Under the 2013 Regulation, people’s courts at all levels throughout China must submit their judgments and rulings for publication on a central website, established and maintained by the SPC (  

The judge in charge of the case (or other personnel, as assigned by the relevant court) are required to redact the judgments (e.g. by removing personal information and sensitive information such as bank account details or commercial secrets) and submit them for publication on the above website within seven calendar days after the effective date of the judgment or ruling.  Each people’s court is responsible for the quality of the decisions it submits for publication. 

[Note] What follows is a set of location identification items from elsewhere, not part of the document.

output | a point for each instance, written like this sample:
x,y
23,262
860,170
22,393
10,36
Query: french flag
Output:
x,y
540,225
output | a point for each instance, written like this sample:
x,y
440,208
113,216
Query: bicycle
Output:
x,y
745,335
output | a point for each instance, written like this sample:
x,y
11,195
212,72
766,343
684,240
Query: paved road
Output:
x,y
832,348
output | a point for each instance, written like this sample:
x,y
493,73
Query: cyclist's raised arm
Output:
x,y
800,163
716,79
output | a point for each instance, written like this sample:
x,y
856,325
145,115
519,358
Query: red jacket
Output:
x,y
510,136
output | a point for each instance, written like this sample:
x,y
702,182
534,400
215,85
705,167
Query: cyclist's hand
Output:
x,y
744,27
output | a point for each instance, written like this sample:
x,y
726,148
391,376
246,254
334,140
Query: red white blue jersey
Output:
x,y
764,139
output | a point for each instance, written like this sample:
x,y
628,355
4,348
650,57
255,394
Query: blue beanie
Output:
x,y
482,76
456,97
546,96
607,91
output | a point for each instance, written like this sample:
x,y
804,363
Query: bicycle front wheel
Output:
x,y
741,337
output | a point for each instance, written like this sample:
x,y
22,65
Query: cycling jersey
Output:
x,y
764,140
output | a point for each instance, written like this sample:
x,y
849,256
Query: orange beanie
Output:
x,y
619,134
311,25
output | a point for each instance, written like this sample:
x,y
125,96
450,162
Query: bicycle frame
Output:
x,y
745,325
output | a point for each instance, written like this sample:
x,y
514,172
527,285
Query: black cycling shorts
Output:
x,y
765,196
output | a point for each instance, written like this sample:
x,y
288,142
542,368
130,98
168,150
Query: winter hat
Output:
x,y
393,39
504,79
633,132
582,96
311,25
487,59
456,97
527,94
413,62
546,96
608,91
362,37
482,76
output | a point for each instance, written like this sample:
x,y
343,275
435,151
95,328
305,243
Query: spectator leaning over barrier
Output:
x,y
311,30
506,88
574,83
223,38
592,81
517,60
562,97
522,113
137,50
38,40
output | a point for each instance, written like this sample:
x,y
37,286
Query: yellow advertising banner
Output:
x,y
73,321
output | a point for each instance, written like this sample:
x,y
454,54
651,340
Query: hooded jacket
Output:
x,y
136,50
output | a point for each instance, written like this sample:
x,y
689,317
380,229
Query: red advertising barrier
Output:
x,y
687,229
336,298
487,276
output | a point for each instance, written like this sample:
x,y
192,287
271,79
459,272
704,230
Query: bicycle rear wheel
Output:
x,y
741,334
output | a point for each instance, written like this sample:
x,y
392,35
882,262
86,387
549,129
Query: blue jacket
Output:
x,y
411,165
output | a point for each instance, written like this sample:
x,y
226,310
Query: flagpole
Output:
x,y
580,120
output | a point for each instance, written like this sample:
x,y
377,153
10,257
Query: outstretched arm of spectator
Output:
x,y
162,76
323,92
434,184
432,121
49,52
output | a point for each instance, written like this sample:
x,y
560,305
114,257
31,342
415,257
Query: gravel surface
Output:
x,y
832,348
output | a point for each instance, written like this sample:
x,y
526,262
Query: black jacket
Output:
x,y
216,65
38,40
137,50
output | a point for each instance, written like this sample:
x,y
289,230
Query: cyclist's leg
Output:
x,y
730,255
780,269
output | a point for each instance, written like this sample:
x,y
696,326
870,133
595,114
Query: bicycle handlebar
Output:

Judgments and rulings involving national secrets or personal privacy, relating to juvenile crimes, resulting from cases settled through conciliation or otherwise unsuitable for publication are exempt from the requirement to publish.  Under the last “catch-all” criterion, should the presiding judge or tribunal believe the decision is unsuitable for publication, he or she must submit a reasoned written opinion, first to the relevant department head for review and then to the Deputy President of the people’s court for approval.

Compared with the 2010 Regulation, the 2013 Regulation is arguably a “great leap forward”.  Under the 2010 Regulation, the people’s courts were encouraged to publish decisions, but not required to do so.  Moreover, decisions could be withheld from publication at the request of the parties, so long as the request was reasoned and the decision did not involve public interest.  In practice, this may have effectively withheld a large number of judgments and rulings from publication.  Finally, under the 2010 Regulation, people’s courts could publish decisions on their own websites, rather than a central website, and the deadline for publication was 30 days from the date the decision became effective.  By requiring publication on a central website and significantly shortening the deadline for publication, the 2013 Regulation has fundamentally improved public access to Chinese jurisprudence.

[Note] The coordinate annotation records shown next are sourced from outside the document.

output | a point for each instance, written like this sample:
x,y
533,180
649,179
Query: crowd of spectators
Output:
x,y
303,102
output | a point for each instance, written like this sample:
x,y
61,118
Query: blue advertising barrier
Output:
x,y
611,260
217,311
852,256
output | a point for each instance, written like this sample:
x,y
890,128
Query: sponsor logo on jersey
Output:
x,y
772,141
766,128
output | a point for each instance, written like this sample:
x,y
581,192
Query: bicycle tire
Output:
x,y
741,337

The 2013 Regulation represents the SPC’s latest effort to improve judicial transparency.  As such, it is by no means a stand-alone event.  Rather, it is one further step in the Chinese government’s recent campaign for judicial reform. 

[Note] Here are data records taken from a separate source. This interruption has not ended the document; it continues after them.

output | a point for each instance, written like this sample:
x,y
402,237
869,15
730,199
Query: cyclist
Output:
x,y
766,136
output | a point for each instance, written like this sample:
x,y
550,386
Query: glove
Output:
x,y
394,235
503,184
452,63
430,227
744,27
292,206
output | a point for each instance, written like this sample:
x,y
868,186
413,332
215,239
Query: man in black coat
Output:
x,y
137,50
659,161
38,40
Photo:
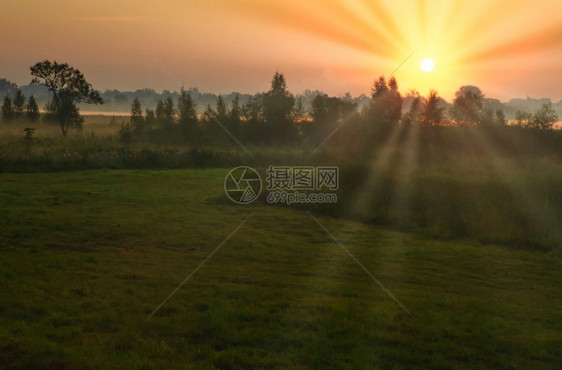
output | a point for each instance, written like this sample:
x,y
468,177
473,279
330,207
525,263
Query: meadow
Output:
x,y
96,233
87,256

In August 2012, when the PRC Civil Procedure Law was last amended, its new Article 156 attracted significant attention as it expressly guarantees the public the right to check and review effective civil judgments and rulings, except for those involving state and commercial secrets and personal privacy. 

In addition, on the same date as the 2013 Regulation was promulgated, the SPC circulated the Notice on Several Opinions about Pushing Forward the Building of Three Major Platforms of Judicial Transparency (“Notice“) to people’s courts across China.  The “three major platforms of judicial transparency” are: publication of trial procedure, publication of judgments and rulings, and publication of enforcement information.  The Notice states clearly that people’s courts throughout China must strictly follow the requirements and procedures stipulated in the 2013 Regulation to ensure that judgments and rulings can be properly and timely published on the internet.  It also emphasises that publication of judgments and rulings shall be the default position; non-publication can be accepted only in exceptional circumstances. 

The 2013 Regulation is to be welcomed by both the legal profession and the general public.  A central, comprehensive and free database of people’s court decisions should improve not only judicial transparency in China, but also the quality of future decisions, by providing judges with a benchmark when considering their own rulings.  Judges may also exercise extra caution in their drafting and reasoning when faced with public scrutiny of their decisions.  Scholars and legal practitioners, in turn, should benefit from a richer source of judicial precedents that show how judges interpret the law in practice. 

It remains to be seen how the 2013 Regulation will be implemented by individual people’s courts, particularly in cases involving local government interests.  However, the Regulation is a significant improvement on the previous position and an undoubtedly positive development. 

As U.S. Supreme Court Justice Louis Brandeis once said, “sunlight is the best disinfectant.”